CovidTrackerR provides basic data cleaning, wrangling and plotting of Covid tracking data in Canada.
The CovidTrackerR package is designed for the easy retrieval and analysis of data pertaining to Covid trends in Canada, including information about cases, vaccinations and testing.

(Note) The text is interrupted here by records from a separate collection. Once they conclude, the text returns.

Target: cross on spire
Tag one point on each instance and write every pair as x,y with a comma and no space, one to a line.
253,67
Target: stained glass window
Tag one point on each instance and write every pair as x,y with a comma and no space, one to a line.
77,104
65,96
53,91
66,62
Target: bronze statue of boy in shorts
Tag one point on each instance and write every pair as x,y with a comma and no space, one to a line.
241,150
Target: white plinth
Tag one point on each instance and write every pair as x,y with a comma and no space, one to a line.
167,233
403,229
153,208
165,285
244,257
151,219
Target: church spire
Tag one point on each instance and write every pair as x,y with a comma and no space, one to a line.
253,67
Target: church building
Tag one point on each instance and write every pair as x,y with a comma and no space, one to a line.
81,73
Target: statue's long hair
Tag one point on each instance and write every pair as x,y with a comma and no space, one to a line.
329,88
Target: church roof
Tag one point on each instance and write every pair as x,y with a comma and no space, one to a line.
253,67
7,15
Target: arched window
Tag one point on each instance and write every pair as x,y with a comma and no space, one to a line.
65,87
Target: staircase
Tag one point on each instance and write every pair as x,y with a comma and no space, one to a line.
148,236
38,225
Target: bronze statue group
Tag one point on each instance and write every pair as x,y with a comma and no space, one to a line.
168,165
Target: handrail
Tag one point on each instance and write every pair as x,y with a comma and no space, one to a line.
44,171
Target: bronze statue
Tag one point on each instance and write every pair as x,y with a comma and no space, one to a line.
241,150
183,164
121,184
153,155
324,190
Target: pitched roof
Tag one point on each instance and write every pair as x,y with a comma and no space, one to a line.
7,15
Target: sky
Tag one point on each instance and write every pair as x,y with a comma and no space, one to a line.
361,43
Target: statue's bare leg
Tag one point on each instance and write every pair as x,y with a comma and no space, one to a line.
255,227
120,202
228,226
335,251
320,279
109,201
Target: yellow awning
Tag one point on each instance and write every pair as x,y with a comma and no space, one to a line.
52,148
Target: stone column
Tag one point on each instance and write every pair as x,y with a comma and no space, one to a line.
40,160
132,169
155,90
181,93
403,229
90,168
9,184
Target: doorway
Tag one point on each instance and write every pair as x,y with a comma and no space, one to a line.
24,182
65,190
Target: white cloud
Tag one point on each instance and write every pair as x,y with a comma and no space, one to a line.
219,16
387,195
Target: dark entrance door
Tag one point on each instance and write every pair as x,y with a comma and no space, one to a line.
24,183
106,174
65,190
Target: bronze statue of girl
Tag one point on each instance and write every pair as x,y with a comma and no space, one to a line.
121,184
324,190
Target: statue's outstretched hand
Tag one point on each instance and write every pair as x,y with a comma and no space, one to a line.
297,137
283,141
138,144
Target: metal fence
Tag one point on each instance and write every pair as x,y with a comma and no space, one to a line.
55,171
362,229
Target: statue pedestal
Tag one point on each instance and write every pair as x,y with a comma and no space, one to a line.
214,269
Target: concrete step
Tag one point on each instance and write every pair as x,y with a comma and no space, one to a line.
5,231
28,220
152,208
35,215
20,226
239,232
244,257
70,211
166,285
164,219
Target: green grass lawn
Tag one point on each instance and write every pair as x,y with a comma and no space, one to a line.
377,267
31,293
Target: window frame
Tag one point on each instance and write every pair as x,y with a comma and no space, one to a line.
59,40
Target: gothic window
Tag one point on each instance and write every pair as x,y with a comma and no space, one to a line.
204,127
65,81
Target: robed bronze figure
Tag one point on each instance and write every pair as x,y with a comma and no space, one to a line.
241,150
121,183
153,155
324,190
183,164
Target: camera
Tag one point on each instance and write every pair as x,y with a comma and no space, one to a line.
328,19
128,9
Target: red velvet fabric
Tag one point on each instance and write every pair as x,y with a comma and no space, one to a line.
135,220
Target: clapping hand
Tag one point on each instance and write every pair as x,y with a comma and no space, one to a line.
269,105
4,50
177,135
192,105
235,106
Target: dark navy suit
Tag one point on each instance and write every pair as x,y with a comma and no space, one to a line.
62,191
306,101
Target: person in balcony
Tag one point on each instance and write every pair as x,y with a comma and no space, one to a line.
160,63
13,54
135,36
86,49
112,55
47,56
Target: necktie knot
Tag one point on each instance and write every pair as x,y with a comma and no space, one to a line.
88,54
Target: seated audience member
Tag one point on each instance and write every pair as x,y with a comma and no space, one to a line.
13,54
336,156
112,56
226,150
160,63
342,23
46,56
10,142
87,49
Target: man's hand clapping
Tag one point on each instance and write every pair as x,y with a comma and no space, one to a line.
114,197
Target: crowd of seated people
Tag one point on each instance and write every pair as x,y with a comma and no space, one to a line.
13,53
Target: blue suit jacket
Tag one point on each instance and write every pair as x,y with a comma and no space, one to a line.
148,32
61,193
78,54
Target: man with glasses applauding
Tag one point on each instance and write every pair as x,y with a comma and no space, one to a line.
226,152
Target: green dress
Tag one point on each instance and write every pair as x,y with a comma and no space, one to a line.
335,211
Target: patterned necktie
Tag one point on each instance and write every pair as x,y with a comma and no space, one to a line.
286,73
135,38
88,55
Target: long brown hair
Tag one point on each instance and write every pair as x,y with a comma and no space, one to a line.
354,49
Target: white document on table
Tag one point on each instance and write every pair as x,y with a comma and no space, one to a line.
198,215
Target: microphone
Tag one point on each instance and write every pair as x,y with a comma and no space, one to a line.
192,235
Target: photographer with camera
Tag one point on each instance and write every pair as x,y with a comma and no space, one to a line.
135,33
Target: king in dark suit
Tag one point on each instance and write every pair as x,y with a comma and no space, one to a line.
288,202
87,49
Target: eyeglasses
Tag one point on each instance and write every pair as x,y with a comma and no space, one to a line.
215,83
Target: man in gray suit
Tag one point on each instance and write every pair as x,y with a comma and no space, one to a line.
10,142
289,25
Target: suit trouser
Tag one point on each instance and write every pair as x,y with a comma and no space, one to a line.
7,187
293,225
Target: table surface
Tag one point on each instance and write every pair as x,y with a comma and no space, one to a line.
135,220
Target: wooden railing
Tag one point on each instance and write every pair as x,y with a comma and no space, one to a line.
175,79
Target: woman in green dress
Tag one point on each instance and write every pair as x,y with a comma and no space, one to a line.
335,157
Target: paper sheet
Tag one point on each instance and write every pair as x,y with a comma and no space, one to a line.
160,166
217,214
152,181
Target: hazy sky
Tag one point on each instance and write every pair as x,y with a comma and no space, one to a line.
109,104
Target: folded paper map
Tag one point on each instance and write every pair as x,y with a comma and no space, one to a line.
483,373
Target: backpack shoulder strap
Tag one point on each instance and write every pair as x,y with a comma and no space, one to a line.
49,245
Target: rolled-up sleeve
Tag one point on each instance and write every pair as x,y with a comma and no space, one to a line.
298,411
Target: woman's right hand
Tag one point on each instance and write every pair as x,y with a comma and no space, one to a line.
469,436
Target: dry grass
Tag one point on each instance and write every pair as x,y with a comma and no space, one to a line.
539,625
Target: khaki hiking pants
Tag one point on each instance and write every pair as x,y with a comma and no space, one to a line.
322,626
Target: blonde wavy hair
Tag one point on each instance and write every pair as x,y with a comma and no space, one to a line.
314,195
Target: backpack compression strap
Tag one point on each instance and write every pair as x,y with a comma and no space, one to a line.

The package serves as a wrapper for the opencovid.ca API, and provides additional helper functions for visualising the data, either as a time series or in the form of a map.
get_covid_data()
Retrieve cleaned and formatted data of specified type and within (optionally) provided time ranges and locations
plot_time_series()
Function for plotting time series trends in Covid data, including options for trendlines and smoothing
calculate_stat_summary()
Function for returning key statistical information about Covid data, such as long run trends and comparisons between provinces
plot_geographical()
Function for plotting choropleth maps with Covid data
You can install the development version of CovidTrackerR from GitHub with:
# install.packages("devtools")
devtools::install_github("UBC-MDS/Group28-CovidTracker-R")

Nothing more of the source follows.